The Oil industry and the Alberta economy are closely tied, and so, once the prices of Brent crude, WTI, and Alberta Heavy Oil fell, there was some worry about the future of the Albertan economy. But the question is, why did the price of oil fall so drastically, what is the price like now, and what does the future look like for oil?
The drop in the price of oil was a calculated move by OPEC, the Organization of the Petroleum Exporting Countries, which includes Algeria, Angola, Ecuador, Iran, Iraq, Kuwait, Libya, Nigeria, Qatar, United Arab Emirates, and Venezuela, with Saudi Arabia predominately at the helm of the ship, calling the shots. With these 12 countries producing half the world’s oil production and being home to more than 80% of the global oil reserves, the aim of OPEC is—usually—to co-ordinate policies that will stabilize the price and supply of oil. However, late last year, as a result of the global financial crises in 2008 lowering global demand, and a vastly increased output by US shale, OPEC, and more specifically, Saudi Arabia, decided not to cut their output, and this resulted in a plummet of global oil prices because of a combination of low demand and high output.
This drop in oil prices, from over $110 a barrel in June 2015, to less than half of that by the end of last year, was a calculated move by OPEC. The organization hoped to force oil operations elsewhere in the world, who have higher operating costs, like the shale oil producers in the United States and Alberta, to reduce their oil outputs. This intended goal has been relatively successful, with layoffs in North America reaching almost 100,000 people since crude prices began tumbling last year (http://www.wsj.com/articles/oil-layoffs-hit-100-000-and-counting-1429055740) and non-OPEC oil supply growing by just 680,000 barrels per day, down from a previous forecast of 850,000 barrels per day.
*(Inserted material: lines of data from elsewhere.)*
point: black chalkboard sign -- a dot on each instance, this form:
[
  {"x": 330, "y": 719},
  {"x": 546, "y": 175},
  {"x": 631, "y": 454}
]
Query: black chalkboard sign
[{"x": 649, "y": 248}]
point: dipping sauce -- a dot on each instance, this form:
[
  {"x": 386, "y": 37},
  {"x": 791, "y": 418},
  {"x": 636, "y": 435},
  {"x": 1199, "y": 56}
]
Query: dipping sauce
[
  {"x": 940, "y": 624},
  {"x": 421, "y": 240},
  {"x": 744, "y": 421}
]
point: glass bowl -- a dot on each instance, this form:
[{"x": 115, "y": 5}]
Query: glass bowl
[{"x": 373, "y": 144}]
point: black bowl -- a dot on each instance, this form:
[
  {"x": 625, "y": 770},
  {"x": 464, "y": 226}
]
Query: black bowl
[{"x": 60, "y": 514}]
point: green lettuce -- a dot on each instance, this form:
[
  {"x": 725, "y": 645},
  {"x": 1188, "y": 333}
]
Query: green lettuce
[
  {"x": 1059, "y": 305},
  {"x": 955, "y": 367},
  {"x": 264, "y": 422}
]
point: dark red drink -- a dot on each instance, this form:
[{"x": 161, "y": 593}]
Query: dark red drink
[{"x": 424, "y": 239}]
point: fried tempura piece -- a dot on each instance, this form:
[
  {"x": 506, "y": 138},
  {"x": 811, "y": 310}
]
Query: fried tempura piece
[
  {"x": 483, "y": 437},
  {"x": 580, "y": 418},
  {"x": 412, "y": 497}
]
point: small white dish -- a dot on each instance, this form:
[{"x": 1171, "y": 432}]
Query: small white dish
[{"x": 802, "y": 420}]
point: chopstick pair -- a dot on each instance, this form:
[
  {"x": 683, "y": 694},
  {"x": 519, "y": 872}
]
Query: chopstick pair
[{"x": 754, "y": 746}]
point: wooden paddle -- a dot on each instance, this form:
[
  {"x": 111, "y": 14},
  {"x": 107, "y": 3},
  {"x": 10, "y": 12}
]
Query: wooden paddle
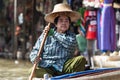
[{"x": 39, "y": 52}]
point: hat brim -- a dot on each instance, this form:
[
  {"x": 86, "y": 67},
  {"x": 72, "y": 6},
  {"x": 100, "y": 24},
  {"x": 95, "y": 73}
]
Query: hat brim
[{"x": 72, "y": 14}]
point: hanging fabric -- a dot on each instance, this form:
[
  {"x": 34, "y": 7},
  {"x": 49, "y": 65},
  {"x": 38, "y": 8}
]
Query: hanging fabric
[
  {"x": 118, "y": 27},
  {"x": 90, "y": 17},
  {"x": 108, "y": 38},
  {"x": 99, "y": 28}
]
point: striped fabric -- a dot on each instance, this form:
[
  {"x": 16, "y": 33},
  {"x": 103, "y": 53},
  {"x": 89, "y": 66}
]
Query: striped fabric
[{"x": 57, "y": 49}]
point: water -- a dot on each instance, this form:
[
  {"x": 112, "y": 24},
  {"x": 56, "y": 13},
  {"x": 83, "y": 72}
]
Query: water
[{"x": 14, "y": 70}]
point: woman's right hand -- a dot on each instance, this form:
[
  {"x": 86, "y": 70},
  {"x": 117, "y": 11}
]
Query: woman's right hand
[{"x": 37, "y": 59}]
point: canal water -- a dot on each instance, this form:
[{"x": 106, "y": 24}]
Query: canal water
[{"x": 14, "y": 69}]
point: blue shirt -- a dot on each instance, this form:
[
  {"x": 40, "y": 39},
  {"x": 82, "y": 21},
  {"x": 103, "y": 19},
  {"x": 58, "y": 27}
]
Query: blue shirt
[{"x": 57, "y": 49}]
So where does that leave us now? Well, things aren’t as doom and gloom as people were making them out to be in the summer of 2014. As you can see from the graphic, the price of Oil is in a bit of a rebound phase. Global oil demands are expected to rise more than previously expected, with a forecast of 1.18 million barrels per day, beating the forecasted April estimate of 1.17 million. An Iranian senior energy official, Rokneddin Javadi, expects that oil prices will rise to $80, with or without the OPEC’s decision to cut oil production during its June meeting (http://oilprice.com/Energy/Oil-Prices/Oil-To-Return-To-80-With-Or-Without-OPEC-Cut-Says-Iranian-Official.html). (Sidenote: Iran was always for cutting oil production, but Saudi Arabia forced the issue) At the very least, prices are thought to stabilize in the near future, as Michael Wittner, global head of oil research at Societe General, said in a note released last week: “the simple fact of the matter is that the window for a correction will be closing in the coming few weeks.”
And while this all remains to be seen, we at Fox Oilfield are optimistic that prices will stabilize and operations in Alberta will normalize as a result.